“Was not their mistake once more bred of the life of slavery that they had been living?—a life which was always looking upon everything, except mankind, animate and inanimate—‘nature,’ as people used to call it—as one thing, and mankind as another, it was natural to people thinking in this way, that they should try to make ‘nature’ their slave, since they thought ‘nature’ was something outside them” — William Morris


Sunday, April 22, 2012

My Talk "Dark Ecology" at Activating the Medium



Short and sweet. What an incredible gift this evening was. I hold that art should be a little bit evil and this was it! Perfect way to start the Earth Day (un)celebration...

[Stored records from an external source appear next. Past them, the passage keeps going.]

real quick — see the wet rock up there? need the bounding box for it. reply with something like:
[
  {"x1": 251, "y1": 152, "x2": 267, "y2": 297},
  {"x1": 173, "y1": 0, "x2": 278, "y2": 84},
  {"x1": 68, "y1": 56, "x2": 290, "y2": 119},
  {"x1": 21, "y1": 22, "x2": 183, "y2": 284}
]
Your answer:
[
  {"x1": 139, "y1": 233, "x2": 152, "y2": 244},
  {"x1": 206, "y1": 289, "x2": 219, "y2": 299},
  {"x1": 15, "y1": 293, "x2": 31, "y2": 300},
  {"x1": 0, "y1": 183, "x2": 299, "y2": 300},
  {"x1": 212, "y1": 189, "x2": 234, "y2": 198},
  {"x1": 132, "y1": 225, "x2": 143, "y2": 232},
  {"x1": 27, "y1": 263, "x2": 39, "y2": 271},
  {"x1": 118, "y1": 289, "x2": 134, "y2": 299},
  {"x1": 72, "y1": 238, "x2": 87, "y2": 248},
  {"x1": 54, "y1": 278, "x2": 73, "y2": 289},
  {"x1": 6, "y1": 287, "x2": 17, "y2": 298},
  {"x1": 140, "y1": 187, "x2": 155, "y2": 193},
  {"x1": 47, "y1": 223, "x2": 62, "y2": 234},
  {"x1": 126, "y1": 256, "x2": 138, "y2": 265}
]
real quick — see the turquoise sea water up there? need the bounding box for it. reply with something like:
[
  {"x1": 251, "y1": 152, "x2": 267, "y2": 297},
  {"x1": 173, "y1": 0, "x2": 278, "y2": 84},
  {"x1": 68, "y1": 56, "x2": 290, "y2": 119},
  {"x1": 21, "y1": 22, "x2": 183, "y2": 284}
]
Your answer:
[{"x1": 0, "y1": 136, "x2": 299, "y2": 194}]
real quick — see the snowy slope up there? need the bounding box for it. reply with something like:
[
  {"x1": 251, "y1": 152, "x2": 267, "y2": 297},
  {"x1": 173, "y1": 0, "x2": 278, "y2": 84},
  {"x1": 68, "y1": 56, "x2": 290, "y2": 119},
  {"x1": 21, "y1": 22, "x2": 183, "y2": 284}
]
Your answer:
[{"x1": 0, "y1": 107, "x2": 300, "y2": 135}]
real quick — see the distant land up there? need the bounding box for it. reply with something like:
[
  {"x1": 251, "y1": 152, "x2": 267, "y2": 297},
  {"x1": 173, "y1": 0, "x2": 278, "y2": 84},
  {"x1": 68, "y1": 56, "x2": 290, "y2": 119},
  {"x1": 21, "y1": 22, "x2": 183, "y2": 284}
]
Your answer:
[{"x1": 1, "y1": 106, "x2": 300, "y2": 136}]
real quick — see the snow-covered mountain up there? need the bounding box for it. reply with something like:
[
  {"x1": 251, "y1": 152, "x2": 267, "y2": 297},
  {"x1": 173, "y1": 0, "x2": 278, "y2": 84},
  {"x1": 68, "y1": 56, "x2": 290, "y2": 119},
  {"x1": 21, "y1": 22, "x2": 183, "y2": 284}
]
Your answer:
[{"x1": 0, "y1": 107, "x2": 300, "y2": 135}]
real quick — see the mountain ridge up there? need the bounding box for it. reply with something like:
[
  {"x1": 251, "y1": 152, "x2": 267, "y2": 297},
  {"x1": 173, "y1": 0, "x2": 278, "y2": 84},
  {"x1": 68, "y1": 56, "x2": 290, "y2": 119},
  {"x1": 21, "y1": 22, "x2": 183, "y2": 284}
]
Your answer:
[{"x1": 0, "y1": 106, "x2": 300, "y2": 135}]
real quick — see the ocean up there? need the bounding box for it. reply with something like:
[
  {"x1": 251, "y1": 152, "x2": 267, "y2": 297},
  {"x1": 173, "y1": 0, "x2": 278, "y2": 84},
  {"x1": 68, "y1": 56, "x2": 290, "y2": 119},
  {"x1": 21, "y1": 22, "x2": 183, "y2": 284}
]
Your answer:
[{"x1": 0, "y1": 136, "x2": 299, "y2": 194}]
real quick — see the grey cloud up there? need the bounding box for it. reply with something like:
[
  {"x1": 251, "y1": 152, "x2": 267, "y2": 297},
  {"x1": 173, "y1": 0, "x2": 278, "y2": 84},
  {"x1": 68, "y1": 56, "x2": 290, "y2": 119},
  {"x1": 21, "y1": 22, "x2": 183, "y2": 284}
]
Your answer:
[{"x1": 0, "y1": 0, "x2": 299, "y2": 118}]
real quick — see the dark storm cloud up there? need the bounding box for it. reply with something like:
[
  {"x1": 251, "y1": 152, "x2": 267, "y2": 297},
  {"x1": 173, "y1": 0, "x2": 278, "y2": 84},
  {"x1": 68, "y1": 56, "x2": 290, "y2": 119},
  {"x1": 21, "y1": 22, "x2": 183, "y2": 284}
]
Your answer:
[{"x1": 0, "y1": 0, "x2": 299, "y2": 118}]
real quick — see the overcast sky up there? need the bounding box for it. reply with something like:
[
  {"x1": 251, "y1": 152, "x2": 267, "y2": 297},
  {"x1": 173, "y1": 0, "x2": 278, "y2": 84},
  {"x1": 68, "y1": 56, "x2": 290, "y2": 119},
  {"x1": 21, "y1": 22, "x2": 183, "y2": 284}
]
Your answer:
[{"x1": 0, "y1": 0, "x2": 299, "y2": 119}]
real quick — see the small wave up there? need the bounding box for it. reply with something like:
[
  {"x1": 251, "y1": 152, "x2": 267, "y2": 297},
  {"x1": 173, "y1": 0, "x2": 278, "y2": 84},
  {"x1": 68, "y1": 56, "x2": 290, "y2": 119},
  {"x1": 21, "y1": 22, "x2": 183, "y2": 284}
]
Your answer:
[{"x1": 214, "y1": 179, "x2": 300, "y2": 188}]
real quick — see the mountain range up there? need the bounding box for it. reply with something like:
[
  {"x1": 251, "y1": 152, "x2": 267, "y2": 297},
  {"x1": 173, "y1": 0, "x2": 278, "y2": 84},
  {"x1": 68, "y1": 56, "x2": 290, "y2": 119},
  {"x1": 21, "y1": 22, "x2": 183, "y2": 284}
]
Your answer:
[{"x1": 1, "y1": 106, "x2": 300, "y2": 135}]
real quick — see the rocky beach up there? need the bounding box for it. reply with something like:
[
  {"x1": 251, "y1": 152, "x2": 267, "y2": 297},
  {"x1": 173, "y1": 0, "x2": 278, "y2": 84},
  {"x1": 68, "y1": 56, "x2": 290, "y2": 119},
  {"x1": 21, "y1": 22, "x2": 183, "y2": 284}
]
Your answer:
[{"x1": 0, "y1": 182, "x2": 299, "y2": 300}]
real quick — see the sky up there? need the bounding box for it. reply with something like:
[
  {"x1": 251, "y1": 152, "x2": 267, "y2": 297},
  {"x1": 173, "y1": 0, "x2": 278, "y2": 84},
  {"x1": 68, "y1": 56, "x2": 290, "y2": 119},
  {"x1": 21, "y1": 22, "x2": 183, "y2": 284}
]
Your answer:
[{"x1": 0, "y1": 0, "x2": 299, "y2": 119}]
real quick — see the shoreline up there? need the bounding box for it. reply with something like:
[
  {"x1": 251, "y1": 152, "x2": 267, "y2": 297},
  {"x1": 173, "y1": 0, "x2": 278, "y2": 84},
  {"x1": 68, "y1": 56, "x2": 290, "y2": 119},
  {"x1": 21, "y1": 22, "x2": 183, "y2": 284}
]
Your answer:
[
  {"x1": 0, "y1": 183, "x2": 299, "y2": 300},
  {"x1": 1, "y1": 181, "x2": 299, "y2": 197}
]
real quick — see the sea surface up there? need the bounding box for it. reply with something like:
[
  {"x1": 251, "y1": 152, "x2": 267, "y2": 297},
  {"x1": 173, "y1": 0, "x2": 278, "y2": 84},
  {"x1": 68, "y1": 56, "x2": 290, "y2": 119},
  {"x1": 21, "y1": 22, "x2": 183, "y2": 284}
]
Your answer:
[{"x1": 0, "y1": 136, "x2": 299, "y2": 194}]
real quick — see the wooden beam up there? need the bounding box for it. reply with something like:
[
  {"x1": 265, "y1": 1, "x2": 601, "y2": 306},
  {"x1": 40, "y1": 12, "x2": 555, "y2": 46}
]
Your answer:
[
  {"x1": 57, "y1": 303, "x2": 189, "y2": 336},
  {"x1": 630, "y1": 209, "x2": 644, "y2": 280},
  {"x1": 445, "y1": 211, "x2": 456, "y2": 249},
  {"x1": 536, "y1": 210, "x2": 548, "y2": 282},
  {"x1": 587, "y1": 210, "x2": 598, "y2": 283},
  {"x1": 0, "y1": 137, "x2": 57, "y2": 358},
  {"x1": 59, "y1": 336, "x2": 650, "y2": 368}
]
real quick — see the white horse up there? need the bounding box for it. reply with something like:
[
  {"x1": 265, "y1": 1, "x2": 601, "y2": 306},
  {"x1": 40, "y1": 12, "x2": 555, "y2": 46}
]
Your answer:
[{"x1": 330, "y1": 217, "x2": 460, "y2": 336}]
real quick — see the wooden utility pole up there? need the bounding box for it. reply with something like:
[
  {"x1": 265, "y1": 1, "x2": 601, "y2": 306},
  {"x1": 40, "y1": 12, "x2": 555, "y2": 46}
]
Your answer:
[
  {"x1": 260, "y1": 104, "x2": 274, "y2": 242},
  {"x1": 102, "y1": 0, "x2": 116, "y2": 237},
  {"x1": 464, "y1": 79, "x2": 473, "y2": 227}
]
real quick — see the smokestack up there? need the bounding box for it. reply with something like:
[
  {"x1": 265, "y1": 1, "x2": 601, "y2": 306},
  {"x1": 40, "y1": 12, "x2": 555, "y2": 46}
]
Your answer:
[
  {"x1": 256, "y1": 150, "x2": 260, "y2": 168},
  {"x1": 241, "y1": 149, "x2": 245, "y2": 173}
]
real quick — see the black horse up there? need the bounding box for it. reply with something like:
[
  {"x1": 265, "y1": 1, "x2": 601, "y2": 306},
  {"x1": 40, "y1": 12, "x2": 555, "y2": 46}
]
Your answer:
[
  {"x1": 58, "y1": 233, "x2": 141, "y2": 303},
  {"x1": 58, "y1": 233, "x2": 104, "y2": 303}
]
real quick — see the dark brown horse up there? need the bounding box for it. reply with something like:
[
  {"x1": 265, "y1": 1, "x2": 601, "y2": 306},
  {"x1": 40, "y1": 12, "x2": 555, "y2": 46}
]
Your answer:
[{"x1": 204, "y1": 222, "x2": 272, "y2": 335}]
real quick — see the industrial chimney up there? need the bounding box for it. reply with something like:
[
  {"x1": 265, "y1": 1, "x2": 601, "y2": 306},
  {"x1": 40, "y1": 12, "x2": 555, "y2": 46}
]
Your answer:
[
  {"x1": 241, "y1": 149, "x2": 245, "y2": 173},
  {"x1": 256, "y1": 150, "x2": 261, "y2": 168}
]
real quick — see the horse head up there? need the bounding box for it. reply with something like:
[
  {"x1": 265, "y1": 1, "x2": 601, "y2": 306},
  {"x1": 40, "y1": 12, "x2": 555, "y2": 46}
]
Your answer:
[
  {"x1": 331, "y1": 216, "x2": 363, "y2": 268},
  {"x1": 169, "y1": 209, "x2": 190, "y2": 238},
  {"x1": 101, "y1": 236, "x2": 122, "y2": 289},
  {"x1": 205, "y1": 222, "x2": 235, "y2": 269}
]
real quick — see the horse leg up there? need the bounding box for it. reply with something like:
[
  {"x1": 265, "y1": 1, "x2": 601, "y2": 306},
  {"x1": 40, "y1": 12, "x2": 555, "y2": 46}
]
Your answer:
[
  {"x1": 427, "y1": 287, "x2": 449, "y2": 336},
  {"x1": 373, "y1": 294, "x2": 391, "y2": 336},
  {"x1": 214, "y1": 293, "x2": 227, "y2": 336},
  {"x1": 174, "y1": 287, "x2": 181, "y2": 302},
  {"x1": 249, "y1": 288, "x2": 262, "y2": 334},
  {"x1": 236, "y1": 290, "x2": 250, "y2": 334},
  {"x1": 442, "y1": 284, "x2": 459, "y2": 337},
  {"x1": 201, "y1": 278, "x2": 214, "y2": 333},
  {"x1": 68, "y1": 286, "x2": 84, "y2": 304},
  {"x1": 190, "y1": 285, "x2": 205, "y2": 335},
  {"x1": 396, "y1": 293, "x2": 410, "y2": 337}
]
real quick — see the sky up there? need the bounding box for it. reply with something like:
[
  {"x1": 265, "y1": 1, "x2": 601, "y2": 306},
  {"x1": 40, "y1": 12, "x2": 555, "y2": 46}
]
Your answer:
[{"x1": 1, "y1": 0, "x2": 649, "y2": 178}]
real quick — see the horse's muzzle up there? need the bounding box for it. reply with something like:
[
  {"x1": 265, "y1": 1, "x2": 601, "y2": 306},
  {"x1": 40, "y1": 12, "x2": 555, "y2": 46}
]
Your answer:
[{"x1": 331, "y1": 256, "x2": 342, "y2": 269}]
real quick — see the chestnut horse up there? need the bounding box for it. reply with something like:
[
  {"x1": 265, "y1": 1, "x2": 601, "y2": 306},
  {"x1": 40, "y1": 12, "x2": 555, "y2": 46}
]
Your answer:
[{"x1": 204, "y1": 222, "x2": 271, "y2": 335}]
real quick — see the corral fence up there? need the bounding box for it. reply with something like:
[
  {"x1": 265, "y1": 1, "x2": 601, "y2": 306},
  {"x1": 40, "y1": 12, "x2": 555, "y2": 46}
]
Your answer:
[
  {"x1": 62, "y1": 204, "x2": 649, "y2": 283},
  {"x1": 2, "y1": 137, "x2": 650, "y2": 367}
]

I ran my new line of argument—it seemed to go down okay. Nothing like as good as the music though. 

2 comments:

medieninitiative said...

Very nice and to the point. Thanks for posting this. One question, though: how does the notion that ecological awareness consists in the realization of connectedness in a world in which "there are no clear boundaries" (as I believe you put it here) square with the ontology of objects, which, as I understand it, is an ontology of clear boundaries par excellence? (Please note: I'm genuinely interested in your answer to this, and I have no hidden agenda in asking.) It does seem, though, that a lot of the disagreements over processual or relational as opposed to object-oriented ontologies turns precisely on this question of whether entities are clearly parsed on a metaphysical level. Sometimes it seems that the debates turn to epistemological questions of whether we can see or know the world as having or not having clear boundaries around the objects that populate it, but it seems you are saying that our current ecological realizations, i.e. epistemological and/or affective events, are indeed indexed to an ontological situation in which a lack of clear boundaries obtains. Does this only apply to boundaries between human, animal, and other nonhuman agencies, or does it also apply to inter-object relations? If the latter, doesn't it make sense to say that the debates over processes vs objects are in a sense undecidable, or that these determinations depend on some sort of non-foundational perspectival selections, which need not be mutually exclusive? I'm just thinking through options here, and I'm really interested to hear your response. Also looking forward to hearing your talk at the Nonhuman Turn conference in Milwaukee!
Best,
Shane Denson

Henry Warwick said...

Cool - Jim Haynes is great - I've known him for years. Great to know all this happened. Yay! And great slate of music!